L’ultima stretta “anti-Uber” varata dal Governo danese, costringerà la piattaforma di Travis Kalanick ad interrompere il servizio. Tutti gli autisti dovranno rispettare determinati requisiti: tassametro obbligatorio e costosi sensori per la videosorveglianza.

Uber saluta la Danimarca. La nuova legge “pro-taxi” varata dal Governo, costringerà la piattaforma di Travis Kalanick ad abbandonare il florido mercato danese già dal 18 aprile. Fin dal 2014 (l’anno in cui il colosso americano ha fatto il suo debutto in Danimarca), Uber ha dovuto fare i conti con una pressante opposizione. Sindacati, aziende e politici, hanno sempre accusato il servizio di concorrenza sleale. Non solo. Secondo l’amministrazione danese, Uber non avrebbe nemmeno rispettato gli standard legali richiesti ai servizi di noleggio con conducente.
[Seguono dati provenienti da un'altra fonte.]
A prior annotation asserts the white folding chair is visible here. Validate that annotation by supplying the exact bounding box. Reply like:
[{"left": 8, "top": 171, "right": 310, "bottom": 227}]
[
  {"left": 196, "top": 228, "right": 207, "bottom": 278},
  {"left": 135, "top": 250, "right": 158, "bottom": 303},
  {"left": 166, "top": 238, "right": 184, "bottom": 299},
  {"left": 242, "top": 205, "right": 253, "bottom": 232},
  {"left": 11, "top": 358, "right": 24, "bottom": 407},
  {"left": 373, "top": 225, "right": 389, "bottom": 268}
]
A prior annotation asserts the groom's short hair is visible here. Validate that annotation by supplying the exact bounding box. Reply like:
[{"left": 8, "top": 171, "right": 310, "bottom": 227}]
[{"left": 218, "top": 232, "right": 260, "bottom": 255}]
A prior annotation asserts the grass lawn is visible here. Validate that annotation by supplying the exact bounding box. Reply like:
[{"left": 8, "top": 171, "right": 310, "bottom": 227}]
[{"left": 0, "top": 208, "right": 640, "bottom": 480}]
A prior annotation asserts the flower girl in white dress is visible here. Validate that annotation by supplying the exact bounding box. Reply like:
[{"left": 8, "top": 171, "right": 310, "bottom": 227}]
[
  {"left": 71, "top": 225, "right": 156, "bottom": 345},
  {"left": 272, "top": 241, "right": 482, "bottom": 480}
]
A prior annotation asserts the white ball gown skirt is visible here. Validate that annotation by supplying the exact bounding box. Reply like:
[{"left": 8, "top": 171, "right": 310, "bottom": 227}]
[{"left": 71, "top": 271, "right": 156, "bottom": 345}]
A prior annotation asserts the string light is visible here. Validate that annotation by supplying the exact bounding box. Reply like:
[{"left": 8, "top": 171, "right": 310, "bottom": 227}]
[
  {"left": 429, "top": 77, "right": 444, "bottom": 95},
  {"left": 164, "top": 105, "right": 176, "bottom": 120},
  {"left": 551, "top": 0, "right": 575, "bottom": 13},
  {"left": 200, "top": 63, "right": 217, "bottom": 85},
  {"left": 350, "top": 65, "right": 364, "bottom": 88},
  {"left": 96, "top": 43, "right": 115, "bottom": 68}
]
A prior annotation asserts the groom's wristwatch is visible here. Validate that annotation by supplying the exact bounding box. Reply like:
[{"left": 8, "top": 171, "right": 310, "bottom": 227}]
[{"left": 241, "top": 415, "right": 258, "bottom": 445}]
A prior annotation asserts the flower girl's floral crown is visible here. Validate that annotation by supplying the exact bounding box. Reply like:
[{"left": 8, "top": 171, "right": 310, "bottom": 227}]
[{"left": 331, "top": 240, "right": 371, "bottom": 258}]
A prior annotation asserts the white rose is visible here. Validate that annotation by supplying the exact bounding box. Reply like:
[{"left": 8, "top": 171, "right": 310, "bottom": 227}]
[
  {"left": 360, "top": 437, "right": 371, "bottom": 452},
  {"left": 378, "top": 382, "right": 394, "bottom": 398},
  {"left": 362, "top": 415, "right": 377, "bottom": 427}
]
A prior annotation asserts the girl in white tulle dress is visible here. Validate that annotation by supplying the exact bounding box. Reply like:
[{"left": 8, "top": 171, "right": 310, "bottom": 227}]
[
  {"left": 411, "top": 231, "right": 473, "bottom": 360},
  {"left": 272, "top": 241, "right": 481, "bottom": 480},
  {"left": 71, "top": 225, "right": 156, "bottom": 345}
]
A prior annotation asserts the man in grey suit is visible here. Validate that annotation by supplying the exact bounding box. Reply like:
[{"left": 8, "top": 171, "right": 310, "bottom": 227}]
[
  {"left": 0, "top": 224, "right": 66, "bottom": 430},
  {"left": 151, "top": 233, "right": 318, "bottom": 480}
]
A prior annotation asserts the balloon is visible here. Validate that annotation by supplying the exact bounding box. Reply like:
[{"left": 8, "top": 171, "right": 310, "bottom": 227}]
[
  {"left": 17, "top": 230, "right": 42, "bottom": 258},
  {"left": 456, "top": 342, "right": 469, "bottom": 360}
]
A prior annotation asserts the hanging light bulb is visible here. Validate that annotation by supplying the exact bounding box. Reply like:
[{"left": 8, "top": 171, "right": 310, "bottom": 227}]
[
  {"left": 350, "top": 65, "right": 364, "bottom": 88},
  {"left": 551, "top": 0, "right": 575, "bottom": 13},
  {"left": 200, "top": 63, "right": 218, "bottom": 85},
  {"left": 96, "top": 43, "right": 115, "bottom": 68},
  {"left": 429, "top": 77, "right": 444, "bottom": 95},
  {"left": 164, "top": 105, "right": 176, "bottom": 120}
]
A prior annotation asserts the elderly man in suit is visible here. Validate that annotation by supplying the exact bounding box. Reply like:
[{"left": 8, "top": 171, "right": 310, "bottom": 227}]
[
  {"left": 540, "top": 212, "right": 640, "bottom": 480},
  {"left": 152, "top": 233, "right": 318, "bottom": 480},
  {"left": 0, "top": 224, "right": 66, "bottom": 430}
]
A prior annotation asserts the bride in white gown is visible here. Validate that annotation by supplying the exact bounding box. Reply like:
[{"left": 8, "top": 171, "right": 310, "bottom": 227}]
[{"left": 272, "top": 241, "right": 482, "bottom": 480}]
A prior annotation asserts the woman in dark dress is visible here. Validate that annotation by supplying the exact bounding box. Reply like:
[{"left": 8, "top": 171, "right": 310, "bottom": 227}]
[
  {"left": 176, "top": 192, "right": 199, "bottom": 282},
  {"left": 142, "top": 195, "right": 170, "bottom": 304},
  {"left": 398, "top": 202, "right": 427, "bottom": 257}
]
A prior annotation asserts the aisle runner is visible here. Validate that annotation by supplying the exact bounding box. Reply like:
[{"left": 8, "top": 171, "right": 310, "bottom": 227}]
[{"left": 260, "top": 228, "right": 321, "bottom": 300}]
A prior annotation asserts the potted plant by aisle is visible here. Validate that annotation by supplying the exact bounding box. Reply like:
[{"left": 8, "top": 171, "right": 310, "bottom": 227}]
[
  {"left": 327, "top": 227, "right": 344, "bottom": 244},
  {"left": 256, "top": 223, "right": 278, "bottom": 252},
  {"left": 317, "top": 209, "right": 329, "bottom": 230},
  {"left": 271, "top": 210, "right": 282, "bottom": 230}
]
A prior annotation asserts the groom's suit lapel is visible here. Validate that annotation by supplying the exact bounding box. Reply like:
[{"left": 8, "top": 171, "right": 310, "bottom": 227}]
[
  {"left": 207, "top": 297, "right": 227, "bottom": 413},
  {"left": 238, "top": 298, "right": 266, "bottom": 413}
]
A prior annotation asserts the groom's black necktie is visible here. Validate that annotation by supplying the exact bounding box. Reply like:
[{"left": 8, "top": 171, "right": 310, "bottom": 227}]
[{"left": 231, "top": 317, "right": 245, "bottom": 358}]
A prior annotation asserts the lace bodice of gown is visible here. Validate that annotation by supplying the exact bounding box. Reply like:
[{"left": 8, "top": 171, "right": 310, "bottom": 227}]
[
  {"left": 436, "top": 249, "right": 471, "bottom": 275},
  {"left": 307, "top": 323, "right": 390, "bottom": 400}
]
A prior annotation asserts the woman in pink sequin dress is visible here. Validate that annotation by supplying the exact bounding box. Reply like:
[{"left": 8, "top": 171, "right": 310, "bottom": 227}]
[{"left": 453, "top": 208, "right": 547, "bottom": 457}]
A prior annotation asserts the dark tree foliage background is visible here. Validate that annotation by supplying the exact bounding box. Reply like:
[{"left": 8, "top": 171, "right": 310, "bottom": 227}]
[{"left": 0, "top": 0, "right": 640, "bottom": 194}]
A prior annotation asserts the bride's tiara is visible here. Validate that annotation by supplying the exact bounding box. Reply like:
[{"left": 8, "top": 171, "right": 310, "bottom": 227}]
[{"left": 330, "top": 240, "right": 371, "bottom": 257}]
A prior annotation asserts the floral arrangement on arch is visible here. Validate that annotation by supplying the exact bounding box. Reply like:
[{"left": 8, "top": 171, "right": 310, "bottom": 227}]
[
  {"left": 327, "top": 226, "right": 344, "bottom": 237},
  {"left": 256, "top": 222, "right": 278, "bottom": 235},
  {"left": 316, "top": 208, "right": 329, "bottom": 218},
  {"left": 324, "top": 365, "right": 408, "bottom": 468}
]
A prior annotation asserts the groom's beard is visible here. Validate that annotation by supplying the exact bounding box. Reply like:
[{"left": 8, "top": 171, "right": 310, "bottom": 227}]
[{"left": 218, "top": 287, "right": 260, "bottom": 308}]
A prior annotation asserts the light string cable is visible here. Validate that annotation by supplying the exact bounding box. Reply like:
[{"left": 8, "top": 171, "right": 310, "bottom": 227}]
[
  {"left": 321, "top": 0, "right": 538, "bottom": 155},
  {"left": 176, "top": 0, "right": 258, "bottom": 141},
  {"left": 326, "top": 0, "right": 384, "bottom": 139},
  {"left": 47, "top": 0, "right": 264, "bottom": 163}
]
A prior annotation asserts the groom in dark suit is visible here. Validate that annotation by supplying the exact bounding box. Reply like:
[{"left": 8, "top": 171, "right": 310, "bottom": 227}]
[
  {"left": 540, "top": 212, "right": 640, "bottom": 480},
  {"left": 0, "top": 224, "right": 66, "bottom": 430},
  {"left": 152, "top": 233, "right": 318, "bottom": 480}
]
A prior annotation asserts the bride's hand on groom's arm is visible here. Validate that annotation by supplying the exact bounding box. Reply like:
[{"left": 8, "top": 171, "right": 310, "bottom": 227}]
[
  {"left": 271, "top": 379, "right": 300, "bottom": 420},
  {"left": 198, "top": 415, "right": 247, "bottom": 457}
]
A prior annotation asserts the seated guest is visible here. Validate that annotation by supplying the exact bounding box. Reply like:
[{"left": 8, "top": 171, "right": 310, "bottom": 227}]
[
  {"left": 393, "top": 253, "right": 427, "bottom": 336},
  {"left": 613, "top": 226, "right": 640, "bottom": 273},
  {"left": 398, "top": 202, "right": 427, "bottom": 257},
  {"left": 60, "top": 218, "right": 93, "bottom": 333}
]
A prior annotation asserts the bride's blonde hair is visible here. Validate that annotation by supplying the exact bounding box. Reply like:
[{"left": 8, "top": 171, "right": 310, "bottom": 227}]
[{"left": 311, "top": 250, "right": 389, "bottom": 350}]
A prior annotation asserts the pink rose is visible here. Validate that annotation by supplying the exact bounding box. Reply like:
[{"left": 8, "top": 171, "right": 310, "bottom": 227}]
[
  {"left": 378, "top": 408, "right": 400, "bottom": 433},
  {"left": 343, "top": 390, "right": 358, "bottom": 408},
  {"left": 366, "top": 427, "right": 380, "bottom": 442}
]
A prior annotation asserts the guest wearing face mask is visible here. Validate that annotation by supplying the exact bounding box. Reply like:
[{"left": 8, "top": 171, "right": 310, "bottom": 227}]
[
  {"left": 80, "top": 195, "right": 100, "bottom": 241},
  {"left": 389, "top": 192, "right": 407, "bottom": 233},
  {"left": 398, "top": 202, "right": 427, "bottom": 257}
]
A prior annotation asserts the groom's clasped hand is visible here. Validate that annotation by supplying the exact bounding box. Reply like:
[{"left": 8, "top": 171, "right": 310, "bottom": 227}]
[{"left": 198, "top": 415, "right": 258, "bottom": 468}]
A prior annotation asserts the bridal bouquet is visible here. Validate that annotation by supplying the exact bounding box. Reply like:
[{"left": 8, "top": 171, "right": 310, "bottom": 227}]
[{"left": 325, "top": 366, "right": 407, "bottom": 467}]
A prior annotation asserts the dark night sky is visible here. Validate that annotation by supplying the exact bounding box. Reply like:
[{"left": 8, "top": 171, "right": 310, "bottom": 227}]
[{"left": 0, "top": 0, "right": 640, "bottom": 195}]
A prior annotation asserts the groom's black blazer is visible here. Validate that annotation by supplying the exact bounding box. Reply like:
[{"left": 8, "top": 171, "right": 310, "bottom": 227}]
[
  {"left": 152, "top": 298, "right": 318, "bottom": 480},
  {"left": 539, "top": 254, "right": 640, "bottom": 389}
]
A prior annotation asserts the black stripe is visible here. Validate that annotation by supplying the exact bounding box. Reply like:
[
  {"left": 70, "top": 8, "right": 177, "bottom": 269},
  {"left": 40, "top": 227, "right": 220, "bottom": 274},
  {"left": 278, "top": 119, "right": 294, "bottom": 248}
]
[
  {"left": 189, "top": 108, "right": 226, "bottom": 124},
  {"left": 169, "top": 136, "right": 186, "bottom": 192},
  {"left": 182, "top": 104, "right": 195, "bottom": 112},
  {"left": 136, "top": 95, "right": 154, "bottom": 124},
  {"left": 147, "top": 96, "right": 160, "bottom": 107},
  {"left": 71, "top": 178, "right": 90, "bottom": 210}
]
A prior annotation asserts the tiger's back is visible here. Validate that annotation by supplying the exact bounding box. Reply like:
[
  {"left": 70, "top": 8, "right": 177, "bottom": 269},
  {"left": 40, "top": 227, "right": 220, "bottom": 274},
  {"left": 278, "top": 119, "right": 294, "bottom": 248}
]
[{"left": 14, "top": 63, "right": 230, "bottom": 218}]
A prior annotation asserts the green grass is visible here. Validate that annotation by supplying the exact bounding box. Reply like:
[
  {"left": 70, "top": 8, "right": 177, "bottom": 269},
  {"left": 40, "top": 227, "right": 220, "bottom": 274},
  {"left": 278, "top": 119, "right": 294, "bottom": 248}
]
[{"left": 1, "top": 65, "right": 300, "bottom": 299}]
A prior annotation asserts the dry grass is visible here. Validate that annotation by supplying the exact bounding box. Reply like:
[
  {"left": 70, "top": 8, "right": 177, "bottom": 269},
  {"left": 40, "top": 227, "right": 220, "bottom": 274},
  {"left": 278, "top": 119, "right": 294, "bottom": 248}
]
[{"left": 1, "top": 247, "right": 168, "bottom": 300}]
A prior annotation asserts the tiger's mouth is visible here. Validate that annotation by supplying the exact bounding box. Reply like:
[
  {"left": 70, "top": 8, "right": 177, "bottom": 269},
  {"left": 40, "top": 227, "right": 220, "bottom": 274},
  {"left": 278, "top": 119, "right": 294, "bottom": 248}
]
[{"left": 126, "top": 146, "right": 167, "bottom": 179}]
A nulla è servita la forte opposizione della minoranza, che da tempo si batte per sostenere la sharing economy. Con l’ultima stretta “anti-Uber”, il Governo ha varato una legge che stabilisce dei requisiti specifici per tutti gli autisti. Ogni vettura, dovrà essere munita di un apposito tassametro e di costosi sensori (incastrati nei sedili) per la videosorveglianza.

“Per tornare ad essere operativi nel paese la proposta di legge dovrà cambiare” ha dichiarato Uber in un comunicato ufficiale. Il colosso americano non si da dunque per sconfitto, e spera che l’amministrazione, prima o poi, ritorni sui suoi passi. “Continueremo comunque a lavorare con il governo, – spiegano dall’azienda – nella speranza che la proposta possa aggiornasi per consentire ai danesi di approfittare dei benefici delle tecnologie moderne come Uber”. Nel frattempo, il servizio di noleggio con conducente più famoso al mondo, sarà costretto a interrompere il proprio servizio.

A causa dell’ultima stretta “anti-Uber”, altri 2mila autisti perderanno il proprio posto di lavoro. Ma non è la prima volta che il servizio si ritrova faccia a faccia con la ferma opposizione della politica. La piattaforma di Travis Kalanick, ha incontrato numerose difficoltà anche in altri paesi europei. Germania, Francia e Italia, soltanto per citarne alcuni. Nel 2015, il Tribunale di Milano ha sospeso “temporaneamente” UberPop (vedi qui), scatenando l’ira di tutti gli utenti. Ma questa volta, il colosso americano stanzierà delle risorse per sostenere tutti gli autisti colpiti dalla stretta anti-Uber. La piattaforma di Travis Kalanick, è pronta a salutare la Danimarca.